BIG DATA – a problem
In this world full of technologies, were daily many customers are connecting themselves to this technologies and as the number of customers increases, parallely it also increase, the number of data around petabytes. The more the customers are, the more the data is generated. This is basically known as Big Data.
What is Big Data?
Big Data is a large amount of data. It is a term used to describe data that is huge in amount and which keeps growing with time. This data is difficult and also time-consuming to process. Big data can be characterized mainly as :
· Volume – The quantity of data
· Velocity – The speed of i/o processing
How and where this Big Data is managed?
Here to answer this question I have done some of the research on one of the MNC Google. Google is the largest tech company in the world and having a huge data base of the users. Google stores almost all data like all picture, videos, contacts, locations, documents, search history, download history and many more. Few days before Facebook is in the news for leaking there more than 50 crore users personal data. Google store more personal data as compared to Facebook.
Google Currently processes over 20 petabytes of data per day through an average of 100,000 MapReduse jobs spread across its massive computing clusters. With all of these products/services and the unthinkable amount of data that come with them, how does a company like Google go about storing its information? If we get a little meta and turn to Google with our question, we learn that our answer lies in the functionality of thousands upon thousands of servers. In August of 2011, Data Center Knowledge reported that the number is close to 900,000. Pretty remarkable, right?

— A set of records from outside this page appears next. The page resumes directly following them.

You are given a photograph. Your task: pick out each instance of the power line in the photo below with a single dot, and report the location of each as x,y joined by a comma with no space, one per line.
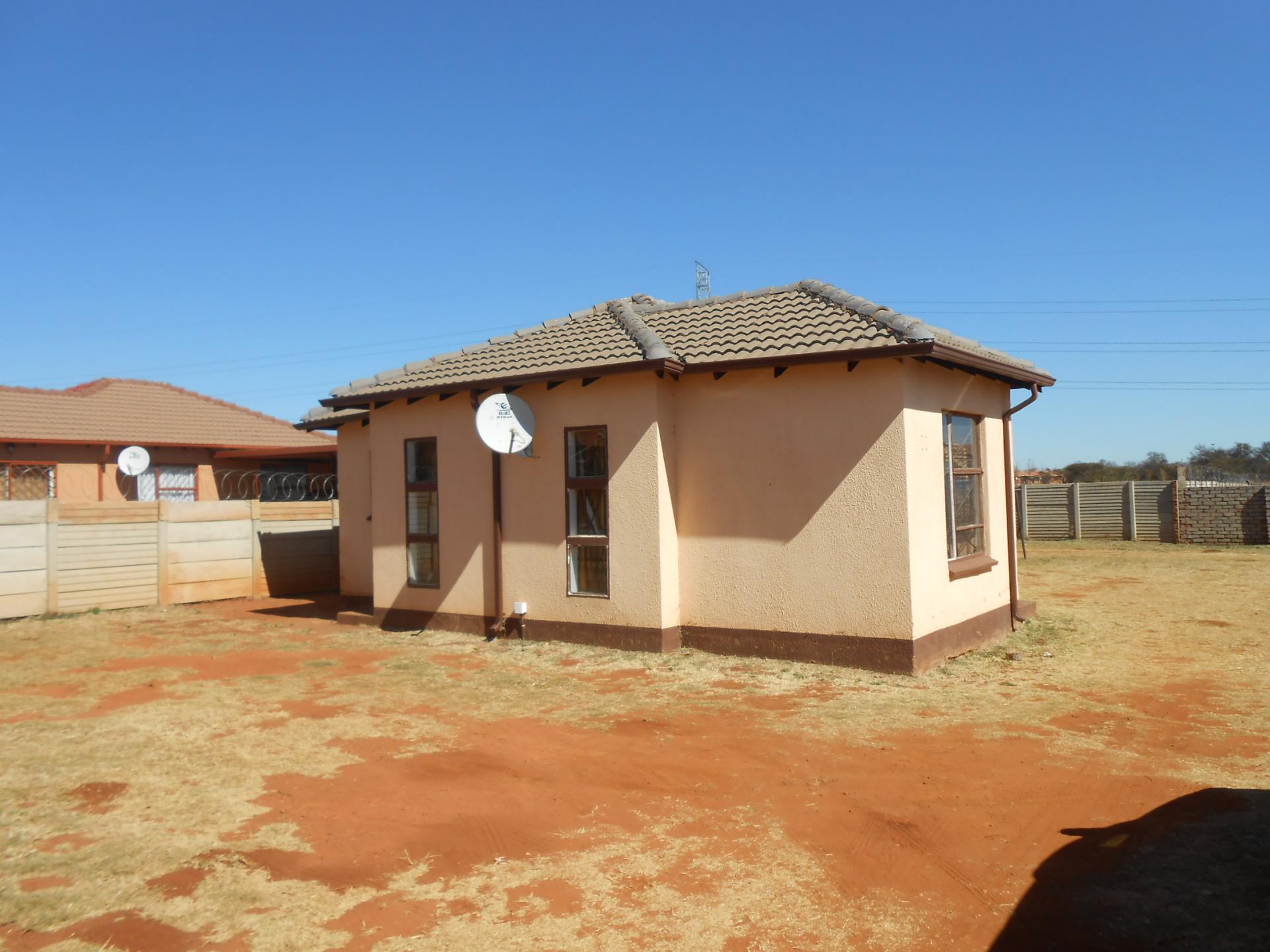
1104,301
1068,314
1140,350
1265,382
1111,343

Google and any other company which generates huge amount of data uses cloud to store it’s data because the number of users are always volatile, the data generated on a day’s scale is also volatile. Therefore Google doesn’t use an off the self type of storage to store there data.
1 GB of storage costs 0.03$
20 Petabytes costs 0.03 * 20 * 1000 * 1000 =600000$
That's quite a bit of money - like hiring 2190 employees for 100,000$ a year !
Purchasing 20 PB of hardware everyday is out of question. Google not only needs a scalable data, but at the same time needs durable one.
How Google solve this problem?
A Distributed File System is a way of storing data and reading across different servers, but through the same interface as accessing a local file. Google uses it’s own file system DFS to solve its problem of scalability by incorporating the object based storage, known as the Google File System.
The GFS consists of 3 layers,
· The Client – Handles requests for data from applications.
· The Master – It stores the metadata. Mainly, the names of data files and the location of their chunks.
· The chunk server – Huge amounts of data, are broken down into chunks of few hundred Mbs and stored across servers with replicas for back up.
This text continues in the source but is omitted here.